The selection committee remained active until 1971, when financial support from the State of Washington, private insurance, and the community became sufficient for all patients referred by their doctors to receive dialysis.
Looking back on her early patients, Colin recalls people who were extremely grateful for the treatment they received and compliant with doctors’ orders.
“The people who dialyzed cared for themselves. They did what they were supposed to do to make themselves as well as they could be. They didn't miss dialysis,” she said.
The landscape began to shift in 1973, when Congress extended Medicare coverage to dialysis patients of all ages. The entitlement remains universal. Now everyone can receive dialysis, and now they are less grateful, Colin believes.
“These patients that we get today just take it for granted. They are angry patients because they want to be alive but don’t want to do what they need to do to stay alive,” Colin said.
Colin’s responsibilities grew as did Northwest Kidney Centers. She closed her career as manager of one of 15 clinics that serve more than 1,500 patients in the Seattle area.
During her 51 years in the business, Colin has seen changes, but not as many as she would have hoped for. She believes the current practice of in-center dialysis three times a week with high-efficiency machines leaves patients needing more.
“The sad thing is that in-center dialysis treatment has not changed one iota,” she said. “Dialyzers have become smaller and machines have become more automated, but the best treatment is eight hours overnight.”
That makes her a proponent of home dialysis. “Patients feel much better when on dialysis five or six times per week. Infections are down; complications are minimal,” Colin said. “Today I would go with PD (peritoneal dialysis) and at home. It’s less intrusive. The catheter is placed in the belly. I can't understand why more people don't do that rather than be stuck three times a week in their arm.”
Colin also questions whether everyone should receive dialysis. “We have people who are on drugs, don’t show up, don’t care, don’t call. It’s just a different group, a different attitude that they have,” she said.
Other times, she believes inappropriate patients are admitted for dialysis because of unwillingness by the physician and relatives to squarely address questions about letting go.

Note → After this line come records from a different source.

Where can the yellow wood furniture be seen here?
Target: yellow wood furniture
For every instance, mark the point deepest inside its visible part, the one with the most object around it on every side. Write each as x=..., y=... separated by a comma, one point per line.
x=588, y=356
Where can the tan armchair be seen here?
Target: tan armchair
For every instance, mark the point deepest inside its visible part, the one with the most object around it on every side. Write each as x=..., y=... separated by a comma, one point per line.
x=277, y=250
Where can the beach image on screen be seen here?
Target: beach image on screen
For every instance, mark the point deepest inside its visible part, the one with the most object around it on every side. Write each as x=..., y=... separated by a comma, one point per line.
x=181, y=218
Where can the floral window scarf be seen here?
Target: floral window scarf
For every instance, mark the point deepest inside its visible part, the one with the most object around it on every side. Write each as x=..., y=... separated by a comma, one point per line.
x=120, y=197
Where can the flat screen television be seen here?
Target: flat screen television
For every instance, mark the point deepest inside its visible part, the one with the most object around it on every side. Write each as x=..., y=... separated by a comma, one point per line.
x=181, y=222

“Very sick folks don’t have a quality of life. Their relatives want to keep their loved ones alive because they want it,” she said. Colin believes physicians should talk frankly to patients and families about the burden that dialysis imposes. This is an idea that Northwest Kidney Centers is embracing by bringing in a nephrology fellow who specializes in palliative care.
=Looking back over her years as a dialysis nurse – a career encompassing the entire history of chronic dialysis – Colin has a hard time comprehending the impact she’s made on thousands of patients. “I don't know anything else now,” she said. “It never entered my mind that I would be where I am 51 years later.”